Everybody seems to have an extremely rigid view on one thing or another. Those of us who walk down the middle of the road tend to get lost in the shuffle because the people on the other extremely rigid sides of an opinion are so very determined to be heard. Everybody’s opinions are so dang strong, and they’re supported by that little machine in their hand called a cell phone. When they question something they Google it and whatever fits their interest is what they use to support their belief. What somebody else believes or wants or thinks or does is instantly considered up for debate and sometimes aggressively. We take the time to learn how to listen. That is the first step in respecting the rights of others.
Follow your own path, respectfully
We try to share the simple fact that everybody is different and they’re allowed to be! There is zero tolerance for mistreating somebody just because they don’t think like you. There is zero tolerance for disrespecting somebody else’s idea just because it doesn’t match yours. You can obviously follow your own path. You can obviously follow your own beliefs. In fact we want you to!
How you treat the person who disagrees with you is important ladies and gentlemen! Some of my best friends have exactly the opposite views on many, many topics than I do and those people are my true friends. Those are the people who we can look each other in the eye and argue! Sometimes we get so angry about our disagreements that you would swear to God we didn’t like each other. We absolutely do and if you pay attention long enough, you’ll recognize that we will come back to the point of acceptance and respect. We are brothers and sisters together in the same world. And even though we have differences of opinions, we respect each other entirely. That’s what this is all about. I shall always respect the rights of others, even if they might not agree with you. That’s okay. Done right, this is a beautiful thing.
Student Pledge Number Five
After taking a few laps in the pool of pledges we end with Student Pledge Number Five; I shall strive for peace and camaraderie in the world.
Wouldn’t it be nice we could all just get along. Good heavens. I’ll tell you what. I like this one. Partially because nobody knows what the heck the word camaraderie is, nor can they spell it. The word camaraderie simply means friendship or brotherhood. Once you know what the word means, you can clearly understand the true reason this pledge is important. Just imagine a world where everyone can actually get along. No, it hasn’t happened yet, but someone has to make the effort. Our plan is to be part of the effort!

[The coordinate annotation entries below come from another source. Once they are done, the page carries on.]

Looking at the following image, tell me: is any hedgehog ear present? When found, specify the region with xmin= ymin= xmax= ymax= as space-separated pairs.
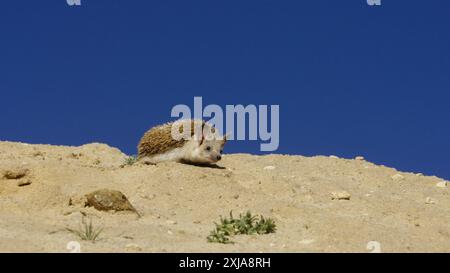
xmin=222 ymin=133 xmax=230 ymax=144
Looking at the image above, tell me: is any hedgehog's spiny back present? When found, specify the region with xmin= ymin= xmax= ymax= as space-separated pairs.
xmin=138 ymin=120 xmax=204 ymax=158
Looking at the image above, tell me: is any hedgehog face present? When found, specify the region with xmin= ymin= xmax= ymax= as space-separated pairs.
xmin=195 ymin=139 xmax=226 ymax=164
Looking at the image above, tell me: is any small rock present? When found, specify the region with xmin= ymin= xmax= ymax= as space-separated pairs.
xmin=391 ymin=173 xmax=405 ymax=181
xmin=86 ymin=189 xmax=137 ymax=213
xmin=125 ymin=244 xmax=142 ymax=251
xmin=3 ymin=168 xmax=30 ymax=179
xmin=17 ymin=179 xmax=31 ymax=187
xmin=331 ymin=191 xmax=351 ymax=200
xmin=298 ymin=239 xmax=315 ymax=245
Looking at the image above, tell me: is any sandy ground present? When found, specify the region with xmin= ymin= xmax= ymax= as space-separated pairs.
xmin=0 ymin=142 xmax=450 ymax=252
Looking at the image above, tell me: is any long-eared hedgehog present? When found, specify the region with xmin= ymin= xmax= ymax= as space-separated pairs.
xmin=138 ymin=119 xmax=227 ymax=164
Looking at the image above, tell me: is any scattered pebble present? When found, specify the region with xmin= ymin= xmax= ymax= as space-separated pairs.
xmin=3 ymin=168 xmax=30 ymax=179
xmin=125 ymin=244 xmax=142 ymax=251
xmin=17 ymin=179 xmax=31 ymax=187
xmin=391 ymin=173 xmax=405 ymax=181
xmin=331 ymin=191 xmax=351 ymax=200
xmin=86 ymin=189 xmax=137 ymax=213
xmin=298 ymin=239 xmax=315 ymax=245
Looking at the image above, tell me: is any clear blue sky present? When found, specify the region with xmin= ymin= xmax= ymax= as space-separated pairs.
xmin=0 ymin=0 xmax=450 ymax=179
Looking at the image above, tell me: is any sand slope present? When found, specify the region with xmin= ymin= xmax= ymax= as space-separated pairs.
xmin=0 ymin=142 xmax=450 ymax=252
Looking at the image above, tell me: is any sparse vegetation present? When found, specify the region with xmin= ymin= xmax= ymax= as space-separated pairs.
xmin=66 ymin=217 xmax=103 ymax=242
xmin=207 ymin=211 xmax=276 ymax=244
xmin=124 ymin=155 xmax=137 ymax=166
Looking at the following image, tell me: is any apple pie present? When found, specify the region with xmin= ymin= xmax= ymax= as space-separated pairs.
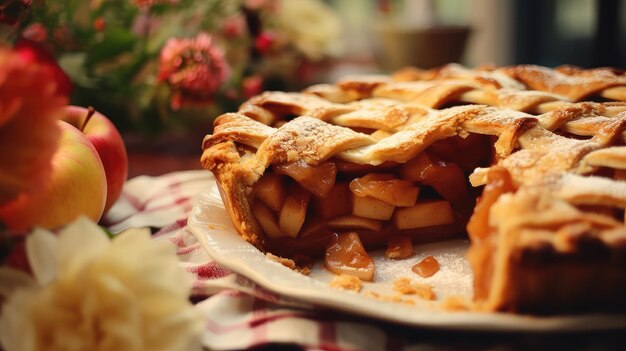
xmin=202 ymin=64 xmax=626 ymax=313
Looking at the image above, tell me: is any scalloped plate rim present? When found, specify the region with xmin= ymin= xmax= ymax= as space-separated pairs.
xmin=188 ymin=183 xmax=626 ymax=332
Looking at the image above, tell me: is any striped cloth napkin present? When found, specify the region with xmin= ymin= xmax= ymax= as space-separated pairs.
xmin=102 ymin=170 xmax=423 ymax=350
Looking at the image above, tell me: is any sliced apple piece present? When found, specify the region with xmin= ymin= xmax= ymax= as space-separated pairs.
xmin=278 ymin=183 xmax=311 ymax=238
xmin=252 ymin=201 xmax=284 ymax=239
xmin=393 ymin=201 xmax=455 ymax=230
xmin=274 ymin=160 xmax=337 ymax=197
xmin=385 ymin=235 xmax=413 ymax=260
xmin=352 ymin=194 xmax=395 ymax=221
xmin=324 ymin=232 xmax=374 ymax=281
xmin=328 ymin=215 xmax=383 ymax=232
xmin=254 ymin=173 xmax=286 ymax=212
xmin=311 ymin=182 xmax=352 ymax=219
xmin=350 ymin=173 xmax=419 ymax=207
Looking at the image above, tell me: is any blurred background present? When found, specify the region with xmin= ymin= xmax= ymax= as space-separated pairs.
xmin=0 ymin=0 xmax=626 ymax=176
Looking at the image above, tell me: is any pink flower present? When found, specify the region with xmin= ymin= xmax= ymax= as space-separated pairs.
xmin=0 ymin=47 xmax=67 ymax=208
xmin=0 ymin=0 xmax=32 ymax=26
xmin=244 ymin=0 xmax=278 ymax=12
xmin=158 ymin=33 xmax=230 ymax=109
xmin=14 ymin=38 xmax=74 ymax=96
xmin=133 ymin=0 xmax=178 ymax=7
xmin=222 ymin=15 xmax=246 ymax=38
xmin=22 ymin=23 xmax=48 ymax=43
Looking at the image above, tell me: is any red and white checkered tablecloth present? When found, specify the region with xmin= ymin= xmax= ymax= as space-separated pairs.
xmin=101 ymin=170 xmax=624 ymax=351
xmin=102 ymin=170 xmax=424 ymax=350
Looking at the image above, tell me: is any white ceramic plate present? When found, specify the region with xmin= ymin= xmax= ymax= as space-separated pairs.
xmin=189 ymin=185 xmax=626 ymax=331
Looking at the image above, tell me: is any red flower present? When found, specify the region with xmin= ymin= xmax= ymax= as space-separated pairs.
xmin=14 ymin=38 xmax=74 ymax=97
xmin=133 ymin=0 xmax=178 ymax=7
xmin=158 ymin=33 xmax=230 ymax=109
xmin=92 ymin=17 xmax=107 ymax=32
xmin=222 ymin=15 xmax=246 ymax=38
xmin=241 ymin=75 xmax=263 ymax=99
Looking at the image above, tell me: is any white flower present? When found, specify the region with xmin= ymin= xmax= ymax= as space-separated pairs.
xmin=276 ymin=0 xmax=341 ymax=60
xmin=0 ymin=218 xmax=203 ymax=351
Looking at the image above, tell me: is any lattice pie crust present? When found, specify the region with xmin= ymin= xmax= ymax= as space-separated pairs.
xmin=202 ymin=64 xmax=626 ymax=313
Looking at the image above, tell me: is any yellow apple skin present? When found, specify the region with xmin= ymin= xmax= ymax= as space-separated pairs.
xmin=61 ymin=106 xmax=128 ymax=213
xmin=0 ymin=121 xmax=107 ymax=231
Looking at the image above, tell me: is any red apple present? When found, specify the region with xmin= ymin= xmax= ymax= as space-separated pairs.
xmin=61 ymin=106 xmax=128 ymax=213
xmin=0 ymin=121 xmax=107 ymax=231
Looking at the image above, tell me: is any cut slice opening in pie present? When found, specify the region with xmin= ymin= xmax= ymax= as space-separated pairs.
xmin=202 ymin=65 xmax=626 ymax=313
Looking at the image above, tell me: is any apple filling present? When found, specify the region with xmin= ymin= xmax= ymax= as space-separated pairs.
xmin=251 ymin=137 xmax=491 ymax=280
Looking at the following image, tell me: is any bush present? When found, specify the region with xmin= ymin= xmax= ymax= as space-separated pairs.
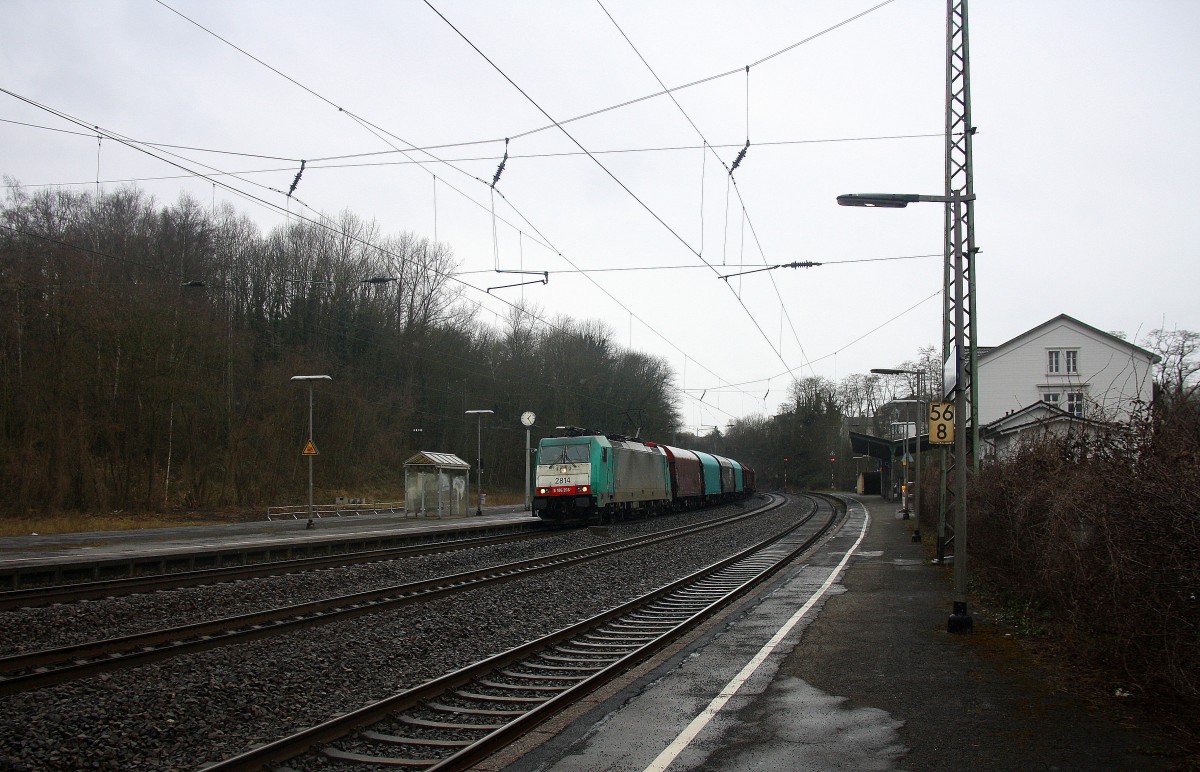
xmin=967 ymin=401 xmax=1200 ymax=707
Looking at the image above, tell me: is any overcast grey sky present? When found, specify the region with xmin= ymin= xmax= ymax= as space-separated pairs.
xmin=0 ymin=0 xmax=1200 ymax=427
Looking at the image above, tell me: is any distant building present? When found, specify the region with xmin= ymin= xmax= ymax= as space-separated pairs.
xmin=978 ymin=313 xmax=1159 ymax=454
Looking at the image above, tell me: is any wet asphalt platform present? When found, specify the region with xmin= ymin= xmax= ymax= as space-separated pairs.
xmin=492 ymin=497 xmax=1168 ymax=772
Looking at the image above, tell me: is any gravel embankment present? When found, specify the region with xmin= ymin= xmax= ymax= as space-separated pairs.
xmin=0 ymin=508 xmax=811 ymax=770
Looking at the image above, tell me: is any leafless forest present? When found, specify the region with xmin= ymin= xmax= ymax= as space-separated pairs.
xmin=0 ymin=180 xmax=677 ymax=515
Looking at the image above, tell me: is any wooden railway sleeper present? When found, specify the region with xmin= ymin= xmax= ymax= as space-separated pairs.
xmin=425 ymin=702 xmax=529 ymax=718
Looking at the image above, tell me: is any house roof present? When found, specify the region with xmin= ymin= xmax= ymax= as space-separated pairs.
xmin=976 ymin=313 xmax=1163 ymax=364
xmin=979 ymin=398 xmax=1104 ymax=438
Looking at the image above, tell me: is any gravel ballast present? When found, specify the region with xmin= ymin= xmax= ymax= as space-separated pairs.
xmin=0 ymin=505 xmax=806 ymax=770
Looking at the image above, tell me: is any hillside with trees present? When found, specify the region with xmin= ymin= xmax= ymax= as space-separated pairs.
xmin=0 ymin=180 xmax=679 ymax=515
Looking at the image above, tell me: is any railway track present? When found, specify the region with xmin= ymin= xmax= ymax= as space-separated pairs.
xmin=205 ymin=492 xmax=845 ymax=772
xmin=0 ymin=498 xmax=784 ymax=695
xmin=0 ymin=528 xmax=556 ymax=611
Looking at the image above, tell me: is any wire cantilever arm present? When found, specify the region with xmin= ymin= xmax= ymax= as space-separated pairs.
xmin=718 ymin=261 xmax=822 ymax=281
xmin=487 ymin=270 xmax=550 ymax=294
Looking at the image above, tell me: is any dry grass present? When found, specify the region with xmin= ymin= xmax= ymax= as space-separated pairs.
xmin=0 ymin=511 xmax=266 ymax=537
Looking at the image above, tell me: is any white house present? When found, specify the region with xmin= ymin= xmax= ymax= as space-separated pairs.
xmin=978 ymin=313 xmax=1159 ymax=444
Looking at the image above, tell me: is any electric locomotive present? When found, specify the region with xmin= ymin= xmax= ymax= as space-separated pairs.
xmin=533 ymin=427 xmax=755 ymax=522
xmin=533 ymin=429 xmax=671 ymax=522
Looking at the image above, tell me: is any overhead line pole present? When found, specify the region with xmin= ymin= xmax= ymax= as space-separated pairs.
xmin=937 ymin=0 xmax=979 ymax=633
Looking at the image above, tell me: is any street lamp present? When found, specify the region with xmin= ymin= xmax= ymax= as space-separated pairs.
xmin=292 ymin=376 xmax=332 ymax=528
xmin=838 ymin=193 xmax=976 ymax=633
xmin=871 ymin=367 xmax=925 ymax=541
xmin=466 ymin=411 xmax=496 ymax=516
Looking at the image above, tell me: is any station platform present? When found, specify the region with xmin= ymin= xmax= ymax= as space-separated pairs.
xmin=496 ymin=497 xmax=1169 ymax=772
xmin=0 ymin=504 xmax=539 ymax=588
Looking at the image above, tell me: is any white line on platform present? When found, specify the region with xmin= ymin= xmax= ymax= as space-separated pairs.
xmin=646 ymin=502 xmax=871 ymax=772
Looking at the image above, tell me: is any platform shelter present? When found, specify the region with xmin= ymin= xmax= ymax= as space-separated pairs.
xmin=404 ymin=450 xmax=470 ymax=517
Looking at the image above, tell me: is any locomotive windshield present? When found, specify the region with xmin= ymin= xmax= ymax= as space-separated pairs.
xmin=541 ymin=443 xmax=592 ymax=463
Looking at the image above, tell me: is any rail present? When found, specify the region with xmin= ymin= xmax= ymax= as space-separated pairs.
xmin=266 ymin=502 xmax=408 ymax=520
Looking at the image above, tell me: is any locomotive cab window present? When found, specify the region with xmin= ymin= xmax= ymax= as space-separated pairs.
xmin=542 ymin=444 xmax=592 ymax=463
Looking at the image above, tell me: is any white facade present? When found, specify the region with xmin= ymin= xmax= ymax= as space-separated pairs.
xmin=978 ymin=313 xmax=1158 ymax=426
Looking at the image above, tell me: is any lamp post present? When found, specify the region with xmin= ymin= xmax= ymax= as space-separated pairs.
xmin=292 ymin=376 xmax=332 ymax=528
xmin=838 ymin=193 xmax=976 ymax=633
xmin=466 ymin=411 xmax=496 ymax=516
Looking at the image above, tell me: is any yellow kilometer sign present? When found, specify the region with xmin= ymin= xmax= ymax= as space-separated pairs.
xmin=929 ymin=402 xmax=954 ymax=445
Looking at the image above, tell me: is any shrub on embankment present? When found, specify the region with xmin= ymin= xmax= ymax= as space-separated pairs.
xmin=968 ymin=399 xmax=1200 ymax=712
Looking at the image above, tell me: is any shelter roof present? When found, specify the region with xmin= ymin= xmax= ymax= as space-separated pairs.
xmin=404 ymin=450 xmax=470 ymax=469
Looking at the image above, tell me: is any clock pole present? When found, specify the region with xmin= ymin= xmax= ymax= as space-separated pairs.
xmin=521 ymin=411 xmax=538 ymax=511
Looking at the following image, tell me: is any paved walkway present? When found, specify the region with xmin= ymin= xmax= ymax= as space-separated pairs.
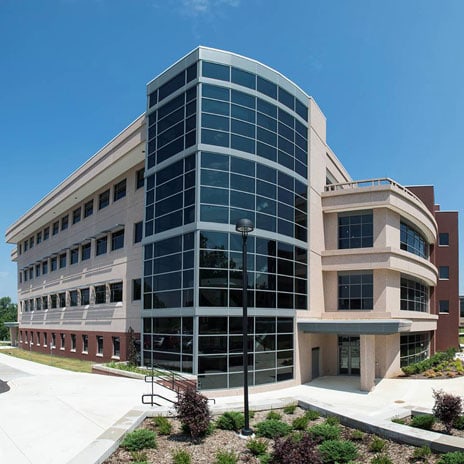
xmin=0 ymin=351 xmax=464 ymax=464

There is good in the world
Camaraderie in the world! Right and there’s a lot of it in this world. We sometimes forget to take a look around. One of my favorite examples is if something bad happens on the side of the road. You’re driving along the road and somebody crashes or something bad happens. People stop! They try to help! Yes, if you want to go about the world looking at all the examples of the idiots and the people who would rather argue every single thing that they see you will find it and you will find a lot of it. If you’re like me and you want to realize that humanity is not lost and that we can actually continue to make it stronger and better together, then do this with me and start paying attention to the amazing camaraderie that is to humankind.
Find the silver lining
We really do care. We sometimes forget to notice it. And that’s what this pledge is about. I shall strive for peace and camaraderie in the world. We are going to actively remind ourselves to look for the good, look for the silver lining, look for the positive, look for the similarities. We are going to actively remind ourselves to appreciate the differences but accept and move on. Make the best out of every situation. Kindness and positivity takes practice and is never perfect or easy. It has to start somewhere, so let it start with you.
Ladies and gentlemen, these are the student pledges
- I shall respect my instructor and all senior ranks.
- I shall conduct myself in a respectful manner.
- I shall respect the teachings of Kyuki-Do and never misuse them.
- I shall always respect the rights of others.
- I shall strive for peace and camaraderie in the world.